LaborPress

NEW YORK, NY — The Brooklyn Navy Yard’s Building 77, a one-million-square-foot, state-of-the-art manufacturing building and the largest on the 300-acre industrial campus is now open for business. The $185 million renovation of the World War II-era storage facility is an important milestone for the growth of manufacturing in New York City. Located within the City-owned Brooklyn Navy Yard at the corner of Vanderbilt and Flushing Avenues, the 16-story building will be home to more than 3,000 jobs. Building 77 is the centerpiece of a billion-dollar investment currently underway at the Yard to add over two million square feet of space and 10,000 good-paying jobs by 2020.

“As a major driver of quality middle-class jobs, investing in and expanding manufacturing space is key to growing and diversifying our economy and boosting wages. As we re-open this historic building we re-imagine New York’s future,” Mayor Bill de Blasio said.

Long a symbol of America’s industrial might, the Brooklyn Navy Yard is now among the country’s leading urban manufacturing center. The complex includes over 400 companies currently employing more than 10,000 New Yorkers. In the next three years, that number is expected to more than double.

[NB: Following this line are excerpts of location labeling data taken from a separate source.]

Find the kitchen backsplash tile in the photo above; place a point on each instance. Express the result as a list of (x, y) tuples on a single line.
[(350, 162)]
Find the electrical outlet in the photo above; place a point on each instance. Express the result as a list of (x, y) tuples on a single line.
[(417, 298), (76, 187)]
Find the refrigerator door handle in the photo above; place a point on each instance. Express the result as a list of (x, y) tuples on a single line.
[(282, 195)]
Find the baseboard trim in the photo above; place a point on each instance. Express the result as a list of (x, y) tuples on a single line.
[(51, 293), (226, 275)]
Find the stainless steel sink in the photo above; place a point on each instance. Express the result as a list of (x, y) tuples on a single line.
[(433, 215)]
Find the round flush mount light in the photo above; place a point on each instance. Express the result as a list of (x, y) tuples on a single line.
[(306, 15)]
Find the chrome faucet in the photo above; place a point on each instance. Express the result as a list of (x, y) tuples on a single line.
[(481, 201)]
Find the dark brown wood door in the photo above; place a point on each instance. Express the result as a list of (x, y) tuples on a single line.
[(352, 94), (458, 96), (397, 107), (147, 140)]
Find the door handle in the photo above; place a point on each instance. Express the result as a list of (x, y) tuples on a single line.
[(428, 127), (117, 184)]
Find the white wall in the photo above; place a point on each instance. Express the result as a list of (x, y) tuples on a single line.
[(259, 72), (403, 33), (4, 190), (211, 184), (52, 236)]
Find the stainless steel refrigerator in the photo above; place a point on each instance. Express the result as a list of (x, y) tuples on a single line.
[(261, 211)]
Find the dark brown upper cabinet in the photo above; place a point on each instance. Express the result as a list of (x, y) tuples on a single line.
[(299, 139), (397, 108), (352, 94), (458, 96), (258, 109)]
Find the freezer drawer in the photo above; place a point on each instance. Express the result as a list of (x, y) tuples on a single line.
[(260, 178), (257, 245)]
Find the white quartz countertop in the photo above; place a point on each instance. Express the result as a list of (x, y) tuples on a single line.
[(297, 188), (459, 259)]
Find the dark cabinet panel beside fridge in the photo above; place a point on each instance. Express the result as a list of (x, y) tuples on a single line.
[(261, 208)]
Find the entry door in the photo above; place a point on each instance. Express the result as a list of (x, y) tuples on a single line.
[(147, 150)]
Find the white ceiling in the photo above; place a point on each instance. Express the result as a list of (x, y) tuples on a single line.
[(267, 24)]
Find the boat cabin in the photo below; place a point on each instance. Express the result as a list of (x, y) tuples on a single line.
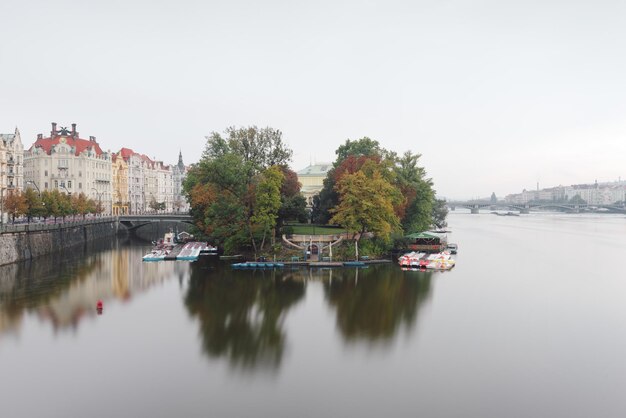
[(426, 242)]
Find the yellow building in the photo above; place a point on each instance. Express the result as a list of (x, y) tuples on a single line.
[(120, 186), (312, 180)]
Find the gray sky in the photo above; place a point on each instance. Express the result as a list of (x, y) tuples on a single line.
[(496, 95)]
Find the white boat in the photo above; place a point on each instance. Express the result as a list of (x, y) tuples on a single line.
[(439, 261), (156, 255), (191, 251), (209, 250), (411, 259)]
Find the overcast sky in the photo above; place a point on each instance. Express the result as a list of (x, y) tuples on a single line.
[(495, 95)]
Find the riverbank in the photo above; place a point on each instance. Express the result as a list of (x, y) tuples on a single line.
[(27, 241)]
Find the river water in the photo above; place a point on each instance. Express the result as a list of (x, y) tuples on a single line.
[(530, 323)]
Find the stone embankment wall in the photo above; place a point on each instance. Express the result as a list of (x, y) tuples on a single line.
[(23, 242)]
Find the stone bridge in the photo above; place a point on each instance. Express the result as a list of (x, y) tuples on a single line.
[(132, 222), (475, 207)]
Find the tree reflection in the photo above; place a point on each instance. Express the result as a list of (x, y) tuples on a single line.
[(373, 303), (241, 314)]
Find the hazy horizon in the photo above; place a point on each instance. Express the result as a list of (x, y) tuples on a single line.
[(497, 96)]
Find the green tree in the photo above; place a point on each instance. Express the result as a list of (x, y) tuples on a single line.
[(221, 187), (440, 213), (65, 205), (15, 204), (267, 205), (293, 204), (34, 203), (417, 211), (356, 152), (366, 204)]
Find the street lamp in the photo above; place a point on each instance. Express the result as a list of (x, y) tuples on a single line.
[(1, 206)]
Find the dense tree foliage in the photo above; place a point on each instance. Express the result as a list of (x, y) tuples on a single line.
[(367, 202), (15, 204), (236, 190), (48, 204), (415, 210)]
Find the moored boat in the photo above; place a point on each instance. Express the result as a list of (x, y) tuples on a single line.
[(411, 259), (156, 255)]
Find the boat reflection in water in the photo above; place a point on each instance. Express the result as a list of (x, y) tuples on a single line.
[(242, 313), (373, 304)]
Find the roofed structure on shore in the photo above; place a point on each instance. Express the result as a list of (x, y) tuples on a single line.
[(312, 180)]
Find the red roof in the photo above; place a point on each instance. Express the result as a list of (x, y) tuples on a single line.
[(126, 153), (79, 144)]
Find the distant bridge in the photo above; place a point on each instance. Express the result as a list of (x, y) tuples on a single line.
[(475, 207), (132, 222)]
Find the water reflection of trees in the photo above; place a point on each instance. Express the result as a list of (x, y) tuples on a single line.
[(372, 304), (241, 313)]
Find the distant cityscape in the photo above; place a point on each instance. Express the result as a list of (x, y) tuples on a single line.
[(593, 194)]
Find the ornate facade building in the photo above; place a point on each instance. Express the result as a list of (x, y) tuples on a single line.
[(121, 196), (70, 164), (124, 183), (11, 166), (179, 172), (312, 180)]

Building 77, the largest in the Navy Yard, includes a 60,000-square-foot ground-floor Food Manufacturing Hub that will serve as a public gateway to the Yard, as well as the central gathering point for Navy Yard businesses, employees and guests. Built in 1942 as part of the U.S. Navy’s wartime mobilization, the huge concrete building had been a storage facility with fewer than 100 jobs and no windows on its first 11 floors. More than three million pounds of concrete have been removed and replaced with 50,000 square feet of windows as one component of the upgrade.